The boy spat at him, and Gilbert hit the boy back. Gilbert’s father was
shaking with fear. He begged forgiveness from the boy who spat on his son. Then he turned to his son and upbraided him.

“Boy, what’s the matter with you?” his father said. “Are you crazy?”

The father fumed at him. “All the way home, he didn’t talk to me,” Gilbert remembered decades later. “I got home, he didn’t say a word.”

That night, Gilbert could hear his father confiding to his mother through the cardboard-thin walls of their cabin. “Sugar, that one son we got, Gilbert, I’m afraid for him,” the father whispered. “That boy’ll never live if he stays in Grenada.”

Gilbert knew that. He shared his dreams with Percy when they worked in the field hoeing and plowing and weighing up the cotton.

“We would plow side to side,” Gilbert remembered. “He’d have a row, and I’d have a row. We would talk.
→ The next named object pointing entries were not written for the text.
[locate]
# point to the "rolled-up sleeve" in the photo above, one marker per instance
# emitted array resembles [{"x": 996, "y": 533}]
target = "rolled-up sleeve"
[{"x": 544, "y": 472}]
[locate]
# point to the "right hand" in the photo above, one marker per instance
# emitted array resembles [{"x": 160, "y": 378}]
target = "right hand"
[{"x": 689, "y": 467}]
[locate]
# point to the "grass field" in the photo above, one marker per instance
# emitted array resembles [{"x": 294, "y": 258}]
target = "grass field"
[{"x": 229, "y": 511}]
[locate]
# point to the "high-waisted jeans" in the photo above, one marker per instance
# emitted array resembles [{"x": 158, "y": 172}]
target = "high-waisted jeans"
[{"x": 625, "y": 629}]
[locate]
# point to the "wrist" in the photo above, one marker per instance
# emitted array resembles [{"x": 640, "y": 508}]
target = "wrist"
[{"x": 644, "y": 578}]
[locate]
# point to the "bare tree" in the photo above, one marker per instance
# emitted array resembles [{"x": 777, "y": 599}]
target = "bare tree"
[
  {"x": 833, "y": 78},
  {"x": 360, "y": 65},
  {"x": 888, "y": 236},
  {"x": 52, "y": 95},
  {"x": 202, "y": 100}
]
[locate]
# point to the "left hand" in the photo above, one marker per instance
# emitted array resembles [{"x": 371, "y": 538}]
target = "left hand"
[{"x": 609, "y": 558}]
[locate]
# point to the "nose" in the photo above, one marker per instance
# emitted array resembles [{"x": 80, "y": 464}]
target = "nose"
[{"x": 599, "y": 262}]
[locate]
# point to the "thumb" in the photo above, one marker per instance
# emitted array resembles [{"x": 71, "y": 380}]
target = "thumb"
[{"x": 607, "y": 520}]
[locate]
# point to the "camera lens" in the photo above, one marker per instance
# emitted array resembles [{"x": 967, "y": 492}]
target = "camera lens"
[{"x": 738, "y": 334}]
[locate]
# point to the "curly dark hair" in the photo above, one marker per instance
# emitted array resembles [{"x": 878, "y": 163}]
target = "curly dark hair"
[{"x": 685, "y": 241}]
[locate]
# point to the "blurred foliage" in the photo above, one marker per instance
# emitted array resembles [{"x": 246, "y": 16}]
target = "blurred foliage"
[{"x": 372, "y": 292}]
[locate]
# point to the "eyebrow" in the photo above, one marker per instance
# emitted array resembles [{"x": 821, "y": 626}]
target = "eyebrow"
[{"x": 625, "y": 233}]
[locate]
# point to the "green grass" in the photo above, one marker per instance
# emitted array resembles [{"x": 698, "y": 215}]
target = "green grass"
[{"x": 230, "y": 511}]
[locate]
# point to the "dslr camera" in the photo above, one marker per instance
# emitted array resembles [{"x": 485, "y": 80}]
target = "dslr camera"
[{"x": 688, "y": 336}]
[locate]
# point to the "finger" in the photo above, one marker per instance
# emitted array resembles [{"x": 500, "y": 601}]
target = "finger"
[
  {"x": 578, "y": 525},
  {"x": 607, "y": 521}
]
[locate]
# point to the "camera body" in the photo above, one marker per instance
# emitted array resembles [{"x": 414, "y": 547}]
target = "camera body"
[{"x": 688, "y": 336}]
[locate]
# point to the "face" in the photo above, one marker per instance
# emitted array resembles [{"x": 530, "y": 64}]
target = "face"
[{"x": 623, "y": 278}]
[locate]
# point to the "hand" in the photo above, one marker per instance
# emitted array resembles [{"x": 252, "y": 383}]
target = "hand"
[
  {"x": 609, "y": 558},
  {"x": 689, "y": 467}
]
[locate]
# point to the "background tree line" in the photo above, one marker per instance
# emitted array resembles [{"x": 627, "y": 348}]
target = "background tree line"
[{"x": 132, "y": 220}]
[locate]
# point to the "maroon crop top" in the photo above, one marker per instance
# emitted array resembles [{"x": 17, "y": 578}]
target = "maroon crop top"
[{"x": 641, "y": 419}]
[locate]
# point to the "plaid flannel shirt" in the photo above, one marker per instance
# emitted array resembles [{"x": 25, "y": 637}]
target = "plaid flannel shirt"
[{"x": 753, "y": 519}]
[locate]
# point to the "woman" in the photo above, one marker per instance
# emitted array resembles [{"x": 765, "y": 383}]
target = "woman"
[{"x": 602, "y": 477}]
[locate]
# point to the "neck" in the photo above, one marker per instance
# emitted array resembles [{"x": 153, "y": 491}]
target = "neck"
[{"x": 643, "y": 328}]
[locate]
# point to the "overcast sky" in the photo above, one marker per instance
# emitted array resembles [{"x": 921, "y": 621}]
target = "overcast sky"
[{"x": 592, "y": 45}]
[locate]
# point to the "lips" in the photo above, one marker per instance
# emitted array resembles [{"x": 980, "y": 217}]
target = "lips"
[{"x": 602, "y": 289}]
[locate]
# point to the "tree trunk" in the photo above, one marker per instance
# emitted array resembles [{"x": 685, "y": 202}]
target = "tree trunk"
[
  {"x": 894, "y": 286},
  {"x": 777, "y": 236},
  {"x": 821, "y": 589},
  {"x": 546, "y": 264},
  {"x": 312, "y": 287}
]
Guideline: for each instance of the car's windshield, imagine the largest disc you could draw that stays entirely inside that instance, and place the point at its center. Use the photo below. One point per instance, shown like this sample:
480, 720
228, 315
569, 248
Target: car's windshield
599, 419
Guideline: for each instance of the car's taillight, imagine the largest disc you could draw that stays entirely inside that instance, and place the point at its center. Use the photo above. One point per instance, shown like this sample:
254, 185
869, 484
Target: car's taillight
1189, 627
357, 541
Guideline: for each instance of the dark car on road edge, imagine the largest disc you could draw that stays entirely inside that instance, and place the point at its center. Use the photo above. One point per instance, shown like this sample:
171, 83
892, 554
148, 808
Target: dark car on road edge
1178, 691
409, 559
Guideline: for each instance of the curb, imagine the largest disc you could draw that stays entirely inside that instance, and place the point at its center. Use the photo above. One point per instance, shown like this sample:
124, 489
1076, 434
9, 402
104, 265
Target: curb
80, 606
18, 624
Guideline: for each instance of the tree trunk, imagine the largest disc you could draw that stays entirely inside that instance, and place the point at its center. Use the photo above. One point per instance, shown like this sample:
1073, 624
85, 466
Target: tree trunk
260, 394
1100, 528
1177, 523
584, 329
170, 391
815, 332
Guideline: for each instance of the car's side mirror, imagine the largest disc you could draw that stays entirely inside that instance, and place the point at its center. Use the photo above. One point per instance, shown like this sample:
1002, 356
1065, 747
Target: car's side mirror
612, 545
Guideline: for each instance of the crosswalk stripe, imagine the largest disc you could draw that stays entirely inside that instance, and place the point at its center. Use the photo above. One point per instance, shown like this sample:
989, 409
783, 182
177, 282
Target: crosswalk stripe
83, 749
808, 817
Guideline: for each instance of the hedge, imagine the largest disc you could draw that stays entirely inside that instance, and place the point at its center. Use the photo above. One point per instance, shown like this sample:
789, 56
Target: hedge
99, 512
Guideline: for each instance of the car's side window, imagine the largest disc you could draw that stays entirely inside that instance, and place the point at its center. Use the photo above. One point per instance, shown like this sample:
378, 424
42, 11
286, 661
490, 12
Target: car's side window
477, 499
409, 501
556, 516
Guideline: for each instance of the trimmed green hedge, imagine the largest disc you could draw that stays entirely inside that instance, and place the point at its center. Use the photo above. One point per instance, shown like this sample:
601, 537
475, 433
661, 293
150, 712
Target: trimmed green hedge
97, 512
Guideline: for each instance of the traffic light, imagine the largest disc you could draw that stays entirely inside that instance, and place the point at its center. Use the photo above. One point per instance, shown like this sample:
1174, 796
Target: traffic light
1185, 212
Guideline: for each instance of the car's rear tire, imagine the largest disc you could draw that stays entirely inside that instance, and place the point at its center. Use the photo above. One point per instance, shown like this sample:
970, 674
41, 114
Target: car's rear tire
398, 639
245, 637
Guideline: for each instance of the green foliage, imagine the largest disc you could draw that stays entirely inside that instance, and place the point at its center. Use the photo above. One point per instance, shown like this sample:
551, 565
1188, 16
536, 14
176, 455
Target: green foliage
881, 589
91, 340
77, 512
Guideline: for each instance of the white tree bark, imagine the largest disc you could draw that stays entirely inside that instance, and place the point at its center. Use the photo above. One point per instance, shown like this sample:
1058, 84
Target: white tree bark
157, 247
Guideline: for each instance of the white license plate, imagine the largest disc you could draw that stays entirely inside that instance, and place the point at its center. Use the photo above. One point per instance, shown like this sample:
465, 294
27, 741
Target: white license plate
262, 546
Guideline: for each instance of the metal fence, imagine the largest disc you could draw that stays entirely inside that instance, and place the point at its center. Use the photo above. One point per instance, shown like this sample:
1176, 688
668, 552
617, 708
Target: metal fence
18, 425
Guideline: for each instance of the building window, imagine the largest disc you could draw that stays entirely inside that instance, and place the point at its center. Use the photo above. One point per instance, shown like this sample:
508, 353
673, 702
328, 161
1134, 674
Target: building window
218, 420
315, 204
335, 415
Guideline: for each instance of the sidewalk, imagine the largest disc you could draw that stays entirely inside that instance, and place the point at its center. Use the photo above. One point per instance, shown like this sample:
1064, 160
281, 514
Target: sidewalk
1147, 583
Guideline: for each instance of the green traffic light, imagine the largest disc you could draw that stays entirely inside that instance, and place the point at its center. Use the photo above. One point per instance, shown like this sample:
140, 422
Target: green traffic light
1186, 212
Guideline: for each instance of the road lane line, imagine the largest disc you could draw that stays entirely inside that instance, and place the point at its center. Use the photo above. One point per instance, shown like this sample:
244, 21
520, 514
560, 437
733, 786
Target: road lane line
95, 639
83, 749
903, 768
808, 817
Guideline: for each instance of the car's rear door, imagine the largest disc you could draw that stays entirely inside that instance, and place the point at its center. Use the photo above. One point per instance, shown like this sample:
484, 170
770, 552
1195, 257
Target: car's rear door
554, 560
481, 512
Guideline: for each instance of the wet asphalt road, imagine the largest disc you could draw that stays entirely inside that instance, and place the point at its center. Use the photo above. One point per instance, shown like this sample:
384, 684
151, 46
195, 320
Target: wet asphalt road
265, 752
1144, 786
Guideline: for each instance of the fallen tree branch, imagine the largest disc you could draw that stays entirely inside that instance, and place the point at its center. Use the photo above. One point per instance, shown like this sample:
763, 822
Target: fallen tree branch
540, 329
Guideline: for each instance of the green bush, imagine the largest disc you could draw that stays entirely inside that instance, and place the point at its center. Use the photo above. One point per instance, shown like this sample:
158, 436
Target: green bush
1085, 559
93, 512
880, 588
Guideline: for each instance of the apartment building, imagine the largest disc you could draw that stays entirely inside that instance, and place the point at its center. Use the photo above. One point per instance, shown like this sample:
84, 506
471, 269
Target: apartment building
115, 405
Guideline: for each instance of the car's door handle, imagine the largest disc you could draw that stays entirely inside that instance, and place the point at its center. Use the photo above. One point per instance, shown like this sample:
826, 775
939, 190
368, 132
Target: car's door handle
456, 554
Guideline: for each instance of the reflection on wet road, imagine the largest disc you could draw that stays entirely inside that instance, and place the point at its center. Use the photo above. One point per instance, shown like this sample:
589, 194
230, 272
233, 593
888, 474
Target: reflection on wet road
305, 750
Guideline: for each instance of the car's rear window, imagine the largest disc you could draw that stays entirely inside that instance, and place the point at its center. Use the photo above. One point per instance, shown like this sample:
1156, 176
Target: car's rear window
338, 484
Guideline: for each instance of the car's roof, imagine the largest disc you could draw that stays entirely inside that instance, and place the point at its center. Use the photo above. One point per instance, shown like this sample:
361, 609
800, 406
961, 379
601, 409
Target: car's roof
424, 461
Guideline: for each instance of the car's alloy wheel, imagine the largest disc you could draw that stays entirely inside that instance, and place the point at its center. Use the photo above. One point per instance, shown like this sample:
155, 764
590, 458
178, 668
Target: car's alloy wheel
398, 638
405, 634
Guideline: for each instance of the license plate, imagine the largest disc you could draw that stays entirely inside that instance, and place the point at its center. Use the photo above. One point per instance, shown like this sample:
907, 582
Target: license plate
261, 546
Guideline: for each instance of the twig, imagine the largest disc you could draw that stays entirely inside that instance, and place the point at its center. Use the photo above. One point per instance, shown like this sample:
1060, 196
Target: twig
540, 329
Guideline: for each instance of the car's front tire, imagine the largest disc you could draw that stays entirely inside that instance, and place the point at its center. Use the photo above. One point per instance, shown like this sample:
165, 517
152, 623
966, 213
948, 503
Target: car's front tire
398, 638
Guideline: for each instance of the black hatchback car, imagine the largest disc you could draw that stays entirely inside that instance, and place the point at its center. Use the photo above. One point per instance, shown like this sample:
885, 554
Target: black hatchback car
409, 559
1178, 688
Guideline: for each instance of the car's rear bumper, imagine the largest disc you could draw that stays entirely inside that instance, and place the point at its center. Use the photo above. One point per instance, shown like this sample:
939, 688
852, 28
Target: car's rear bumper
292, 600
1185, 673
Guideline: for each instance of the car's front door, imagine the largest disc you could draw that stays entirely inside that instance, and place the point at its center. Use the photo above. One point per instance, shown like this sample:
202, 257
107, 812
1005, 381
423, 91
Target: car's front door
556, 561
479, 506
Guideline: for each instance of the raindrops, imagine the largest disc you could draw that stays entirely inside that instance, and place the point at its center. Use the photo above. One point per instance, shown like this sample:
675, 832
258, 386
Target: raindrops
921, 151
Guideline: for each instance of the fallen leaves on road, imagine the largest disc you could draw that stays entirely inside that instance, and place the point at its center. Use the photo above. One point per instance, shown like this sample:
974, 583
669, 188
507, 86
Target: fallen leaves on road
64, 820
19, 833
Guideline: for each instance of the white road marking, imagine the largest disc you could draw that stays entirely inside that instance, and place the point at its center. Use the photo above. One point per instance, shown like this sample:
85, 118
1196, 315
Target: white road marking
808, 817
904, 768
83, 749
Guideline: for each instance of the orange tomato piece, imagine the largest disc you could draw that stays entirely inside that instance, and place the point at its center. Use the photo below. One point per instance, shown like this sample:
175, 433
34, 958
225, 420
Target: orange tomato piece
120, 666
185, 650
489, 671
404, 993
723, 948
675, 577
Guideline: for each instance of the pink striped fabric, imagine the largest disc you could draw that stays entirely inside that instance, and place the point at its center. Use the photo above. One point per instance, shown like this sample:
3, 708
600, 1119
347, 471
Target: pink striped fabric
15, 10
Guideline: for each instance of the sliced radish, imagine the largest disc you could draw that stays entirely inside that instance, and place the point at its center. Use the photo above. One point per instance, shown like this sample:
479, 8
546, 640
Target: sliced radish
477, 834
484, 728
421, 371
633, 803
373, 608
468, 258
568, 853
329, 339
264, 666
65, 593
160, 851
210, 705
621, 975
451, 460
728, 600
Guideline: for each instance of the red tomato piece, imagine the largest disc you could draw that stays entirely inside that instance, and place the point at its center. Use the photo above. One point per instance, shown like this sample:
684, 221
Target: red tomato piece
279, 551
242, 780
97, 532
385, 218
We would talk about school or what I’m gonna do when I get to be grown, when I leave here.”

His big sister’s stories of life up north had seeped into him, and one day when he got big enough, he told himself, he was going to follow her to Ohio. And he did.

Hundreds of miles away, out in the country near Jackson, North Carolina, a family named DeBreaux was in a tizzy whenever cousin Beulah was expected in from New York.
78
The mother cooked all day. The daughters, Virginia and Lee, cleaned and swept and tried to imagine how she would look. It was as if the queen of England were coming.

Beulah blew into town in the latest silk dresses, her high heels click-clacking on the pavement. Her hair was pressed and shiny and swung when she turned her head. The girls touched it to see how it felt.

“If we could just look like that,” Virginia told her sister.

Virginia started dreaming then and there.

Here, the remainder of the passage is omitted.